Daraus folgt, dass ein Fahrzeugführer davon auszugehen hat, dass er sich mit seinem Fahrzeug auf einer besonders unfall- oder sonst gefahrenträchtigen Strecke befindet, wenn er ein geschwindigkeitsbeschränkendes Verkehrszeichen passiert. Der Erfolgsunwert seines Handels bzw. der Sorgfaltspflichtverstoß ist darin zu sehen, dass der Verkehrsteilnehmer, der die Geschwindigkeit seines Fahrzeugs nicht reduziert, die Gefahrenwarnung des Verkehrszeichens ignoriert und deshalb nicht nur sich, sondern auch andere Verkehrsteilnehmer gefährdet. Ist eine Unfall- oder Gefahrenstelle – wie vorliegend – nicht durch ein, sondern durch mehrere, mit Abstand hintereinander aufgestellte geschwindigkeitsbeschränkende Verkehrszeichen als solche besonders kenntlich gemacht, so wird dies einen verantwortungsbewussten Verkehrsteilnehmer in besonderer Weise dazu veranlassen, vorsichtig zu fahren und sich durch einen Blick auf den Tachometer zu vergewissern, ob er die vorgeschriebene Höchstgeschwindigkeit einhält bzw. sein Fahrverhalten entsprechend darauf einzustellen. Denn ein solcher Fahrer wird der Mehrfachfachbeschilderung die Warnung vor einer besonders gefährlichen und unfallträchtigen Stelle entnehmen. Ein Fahrer, der eine solche Beschilderungssituation ignoriert, handelt deshalb mit in zweifacher Hinsicht gesteigerter Fahrlässigkeit, denn er ignoriert nicht nur die Botschaft der besonderen Unfall- oder Gefahrenträchtigkeit, sondern dies auch nicht nur in einem kurzen Augenblick, sondern über einen längeren Zeitraum hin.
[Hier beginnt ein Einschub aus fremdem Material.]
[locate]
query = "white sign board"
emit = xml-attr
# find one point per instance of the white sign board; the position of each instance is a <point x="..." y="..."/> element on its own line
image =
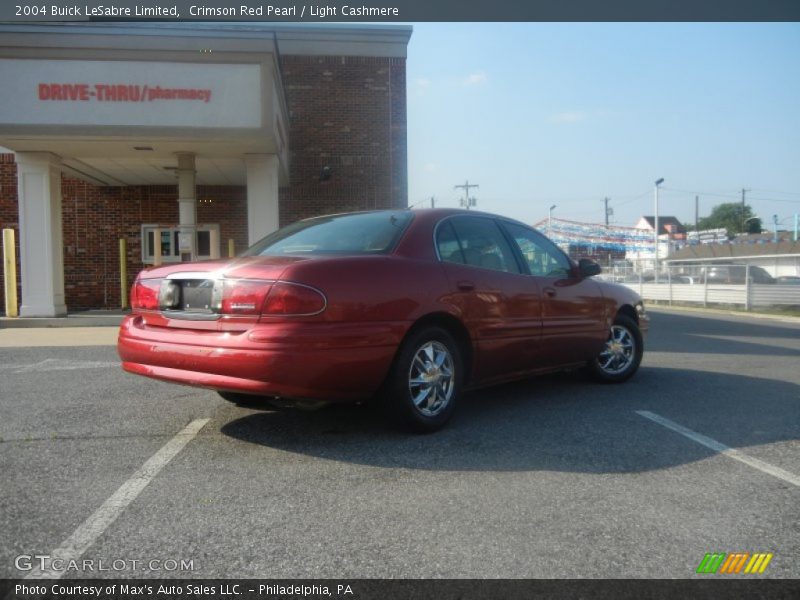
<point x="127" y="93"/>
Der Sinn und Zweck der dreifach hinter einander aufgestellten Schilder ist auch im konkreten Fall darin begründet, dass unmittelbar auf die Messstelle ein Unfallschwerpunkt folgt, zu dessen Entschärfung die Geschwindigkeitsbeschränkung und die zu ihrer Überwachung aufgebaute stationäre Messanlage dienen. Ihr geht über mehrere Kilometer eine Gefällestrecke voraus, aus der die besondere Unfallgefährlichkeit des Streckenabschnitts erwächst. Dies ist dem Senat aus einer Vielzahl von diese Messstelle betreffenden Verfahren, aber auch aus eigener Anschauung bekannt.
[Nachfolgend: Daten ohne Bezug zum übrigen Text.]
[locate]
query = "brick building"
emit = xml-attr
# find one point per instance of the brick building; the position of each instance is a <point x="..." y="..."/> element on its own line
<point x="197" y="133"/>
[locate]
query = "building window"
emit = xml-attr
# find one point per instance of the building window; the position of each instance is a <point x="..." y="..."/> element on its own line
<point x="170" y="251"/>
Passiert der Betroffene, wie hier, auf einer mehrere Kilometer reichenden Gefällestrecke drei im Abstand hintereinander aufgestellte Verkehrszeichen, die er neben leicht erkennbaren Gegebenheiten wie dem Gefälle vor der Messstelle als Anhaltspunkt zur Überprüfung seiner gefahrenen Geschwindigkeit wahrnehmen muss, dann handelt er mit höherem Unwertgehalt als ein Fahrzeugführer, der lediglich ein die Höchstgeschwindigkeit anordnendes Verkehrsschild passiert, ohne seine Geschwindigkeit entsprechend anzupassen. Die Mehrfachbeschilderung in Verbindung mit der Gefällestrecke führt auch deswegen zum erhöhten Sorgfaltsverstoß, weil der betroffenen Fahrzeugführer durch das Gefälle mittels dauerhaften Betätigens der Bremseinrichtung aktiv auf die gefahrene Geschwindigkeit Einfluss nehmen muss (also nicht einfach den Fuß vom Gas nehmen kann).
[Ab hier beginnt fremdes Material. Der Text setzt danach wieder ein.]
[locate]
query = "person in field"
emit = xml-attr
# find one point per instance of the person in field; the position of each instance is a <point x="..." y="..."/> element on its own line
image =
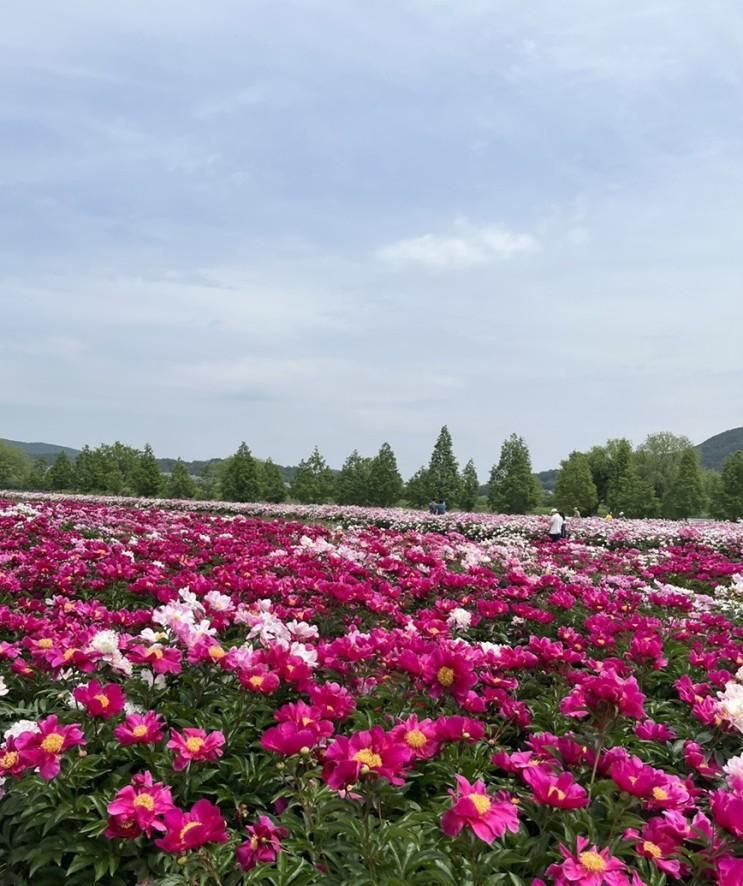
<point x="556" y="523"/>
Somit ist die Rechtsauffassung des Amtsgerichts Linz am Rhein nicht zu beanstanden, wonach das Fehlverhalten in vorliegendem Fall vom Regelfall nach der BKatV in einem Maße nach oben abweicht, dass es nicht mehr einem mittleren Fahrlässigkeitsgrad zuzuordnen ist, sondern in den Bereich der bewussten Fahrlässigkeit aufrückt. Die Dreifachbeschilderung und die Streckenführung stellen besondere Begleitumstände dar, welche die besondere Aufmerksamkeit des Fahrers hervorrufen müssen. Unter diesen Umständen belegt die Unkenntnis von der eigenen Geschwindigkeitsüberschreitung einen gesteigerten Sorgfaltsverstoß des Betroffenen.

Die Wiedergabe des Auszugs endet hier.